Catatan Kepesertaan Desain Operasional
Penelitian Rumah Ibadah Bersejarah
Balai Litbang dan Diklat Kemenag RI
Senin: 29 Pebruari 2016
Tempat : Grand Cemara Hotel, Gondangdia

Meneruskan pendapat Ibu Nurrahma (peserta/peneliti) terkait pesan-pesan yang perlu disampaikan berkorelasi kepada renstra kemenag RI. Tidak jauh informasi yang dapat disampaikan masih menjadi domain Bimas Islam mislanya dengan arah kiblat dan berkenaan dengan rumah ibadah umat Islam yaitu masjid dan derivasinya.
Masjid Agung Demak, konon diukur arah kiblatnya langsung oleh Waliyullah, Sunan Kalijaga. Menurut informasi yang sahih dari seorang ahli yang menangani arah Kiblat disebutkan bahwa arah kiblat Masjid Agung Demak perlu diubah karena tidak menghadap kiblat sesungguhnya (12 derajat) ke arah Ethiopia-Afrika. Tulisan ini bukan untuk membahas benar salah, melainkan melihat kondisi apa adanya. Kondisi geografis dipengaruhi oleh beberapa hal, terutama adalah kejadian gempa, atau pergerakan lapisan kulit bumi yang teratur, hal ini tidak menutup kemungkinan terjadi pergeseran arah kiblat, tidak hanya satu masjid, tetapi banyak masjid di seluruh dunia, termasuk masjid-masjid di Nusantara.

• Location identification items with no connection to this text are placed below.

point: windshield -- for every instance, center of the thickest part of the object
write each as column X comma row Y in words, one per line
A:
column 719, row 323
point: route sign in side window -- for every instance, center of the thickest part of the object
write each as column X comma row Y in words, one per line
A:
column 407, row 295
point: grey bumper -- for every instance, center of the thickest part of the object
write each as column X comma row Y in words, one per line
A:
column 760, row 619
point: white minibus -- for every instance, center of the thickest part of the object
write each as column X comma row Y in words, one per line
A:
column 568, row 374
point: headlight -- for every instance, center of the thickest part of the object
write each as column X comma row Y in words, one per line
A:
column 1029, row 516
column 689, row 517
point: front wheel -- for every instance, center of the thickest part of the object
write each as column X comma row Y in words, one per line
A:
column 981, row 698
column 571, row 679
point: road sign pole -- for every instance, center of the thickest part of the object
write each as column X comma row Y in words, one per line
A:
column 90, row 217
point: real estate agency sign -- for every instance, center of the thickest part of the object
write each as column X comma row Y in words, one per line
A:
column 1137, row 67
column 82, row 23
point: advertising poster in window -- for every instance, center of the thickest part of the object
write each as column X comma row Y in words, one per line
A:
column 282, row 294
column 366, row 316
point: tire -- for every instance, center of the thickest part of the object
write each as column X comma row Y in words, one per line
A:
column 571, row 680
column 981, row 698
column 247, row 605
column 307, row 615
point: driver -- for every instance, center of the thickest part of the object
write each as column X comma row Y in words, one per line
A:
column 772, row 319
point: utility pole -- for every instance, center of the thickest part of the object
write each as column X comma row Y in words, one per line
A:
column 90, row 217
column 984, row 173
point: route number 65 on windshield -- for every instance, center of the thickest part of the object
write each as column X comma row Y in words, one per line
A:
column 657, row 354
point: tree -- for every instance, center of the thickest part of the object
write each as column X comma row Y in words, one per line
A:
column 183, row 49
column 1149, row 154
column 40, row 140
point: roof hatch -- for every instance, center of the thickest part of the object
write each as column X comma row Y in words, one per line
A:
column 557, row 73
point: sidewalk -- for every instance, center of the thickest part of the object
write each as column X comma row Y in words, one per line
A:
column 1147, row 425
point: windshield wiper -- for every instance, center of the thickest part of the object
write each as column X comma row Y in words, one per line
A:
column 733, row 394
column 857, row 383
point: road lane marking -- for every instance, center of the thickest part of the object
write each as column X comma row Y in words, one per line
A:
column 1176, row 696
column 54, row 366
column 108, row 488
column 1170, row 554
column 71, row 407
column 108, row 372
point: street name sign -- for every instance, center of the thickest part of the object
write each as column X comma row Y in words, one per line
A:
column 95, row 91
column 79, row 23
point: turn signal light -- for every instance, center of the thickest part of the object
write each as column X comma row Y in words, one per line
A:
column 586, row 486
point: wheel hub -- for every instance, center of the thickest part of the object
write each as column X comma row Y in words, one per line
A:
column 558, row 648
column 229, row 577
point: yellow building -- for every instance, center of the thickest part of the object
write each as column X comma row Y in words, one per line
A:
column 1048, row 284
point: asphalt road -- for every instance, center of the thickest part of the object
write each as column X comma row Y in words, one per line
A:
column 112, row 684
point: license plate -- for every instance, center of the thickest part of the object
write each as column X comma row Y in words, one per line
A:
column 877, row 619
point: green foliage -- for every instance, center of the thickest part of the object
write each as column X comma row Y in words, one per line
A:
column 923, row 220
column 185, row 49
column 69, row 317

Deklinasi arah ini tentu menjadi lumrah, hitungan ilmu falak mengenai arah kiblat tentu telah menggunakan suatu hitungan dan prinsip-prinsip ilmiah. Kekurangan ini juga bisa terjadi ketika proses pembuatan masjid yang keadaan situasinya demikian adanya sehingga dilakukan perubahan secara alamiah, akhirnya meletakkan mihrab tidak pada perhitungan semula. Dengan penelitian ini, tentu memilih masjid yang akan diteliti dapat juga mencatat satu bagian/paragraf atau kalimat mengenai arah kiblat, apa adanya. Hal ini mungkin diperlukan untuk kalangan peneliti selanjutnya, apakah ada rataan hitung dalam deklinasi tersebut yang teratur, atau seragam skalanya sehingga dapat ditarik kesimpulan hitungan awal (pertama) telah mendekati arah kiblat hakikat, tetapi karena dipengaruhi faktor gempa, maka terjadi deklinasi. Sebaliknya jika tidak seragam (sudut deklinasi berbeda-beda) yang terjadi maka kemungkinan tradisi ilmu falak belum diterapkan sempurna. Jika hal ini dilakukan setidaknya menjadi bagian kecil dari baik sangka (husn al-dzann) dari para Ulama Nusantara terdahulu bahwa mereka menggunakan juga metode ilmiah.